1d. We have to select a new album just as we’re about to cross the Scottish border: of course it has to be Admiral Fallow. After the tight bend in Canonbie, the roads become pleasantly familiar.

2. The B&B is lovely but intense – very much just rooms in someone’s home. The owners are welcoming, friendly and we share a lot interests but still, we feel like we’re intruding. The cats give me something to focus on though – one of them jumps on my knee and gazes up at me with utter adoration for a time in the afternoon, and when we return from dinner, the other stretches out on my lap for belly tickles. They’re almost identical former farm cats with the bestest colouring: black with a white spot on their chests.

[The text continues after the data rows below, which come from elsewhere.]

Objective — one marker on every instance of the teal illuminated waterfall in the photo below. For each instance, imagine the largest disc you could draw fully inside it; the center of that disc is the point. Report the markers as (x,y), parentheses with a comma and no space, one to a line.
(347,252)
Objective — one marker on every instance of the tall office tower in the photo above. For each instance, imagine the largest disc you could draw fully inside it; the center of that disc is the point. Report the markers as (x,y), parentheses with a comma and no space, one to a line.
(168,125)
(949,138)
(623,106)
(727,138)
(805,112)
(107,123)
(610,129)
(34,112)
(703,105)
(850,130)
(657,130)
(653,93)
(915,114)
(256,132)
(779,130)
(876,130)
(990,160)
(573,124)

2b. The Italian restaurant is better than we’d hoped. I have pumpkin flowers and a pizza topped with very good salami & pancetta (and a hint of rosemary), while John follows his stuffed pepper with parmagiana over chicken. He is disappointed that it’s good value for money – if it had been poor value, we’d have had room for dessert.

2c. Sunset over miles of border hills as we drive back to the B&B.

3. Even with the headlights in the holding car park and our as-yet unaccustomed eyes, we can still see thousands of stars.

3b. When I lean into the eyepiece to look at a galaxy, a shooting star streaks across the lens.

3c. They use laser pointers to show which objects they mean. The columns of light stretching upwards make us woo almost as much as the objects themselves. We joke about beings in another observatory somewhere else being blinded by them while they watch us.

3d. The crispness of Saturn’s rings through the telescope make it look artificial. A white paper cutout against the black.

3e. I’ve been worried about it all week but when he puts his hand on my arm and says ‘hello you’, I know it’s going to be ok. We don’t have long to chat, five minutes maybe, certainly not enough to cover the missing 18 years, but I’m so glad to have seen him again, and to see that he’s happy too. As I say to him, there are bad times from Southport that I would like to leave in the past but there were good times, good people, I’ve lost by mistake and it’s always such a joy to reconnect. I’m so grateful that a crazy coincidence – and our mutual space nerdiness – have brought us back together.

3BT – interesting/lift, play/react, novelty

1. An afternoon of interesting podcasts.

1b. To note how brilliantly the lemon juice has lifted the rust stain off the kitchen counter.

2. We pop around to John’s mum and dad’s for a cup of tea but stay for dinner. Z and I play with megablocks while John reads to little JJ, then later, when she’s gone to bed, John, Z and I build the tallest block tower we can manage, using all the blocks and careful balance.

2b. Both Z and John’s dad react the same to the 3D videos.

3. It’s a novelty for us to be packing for a B&B instead of a cottage – I don’t have to think about towels or blankets or condiments.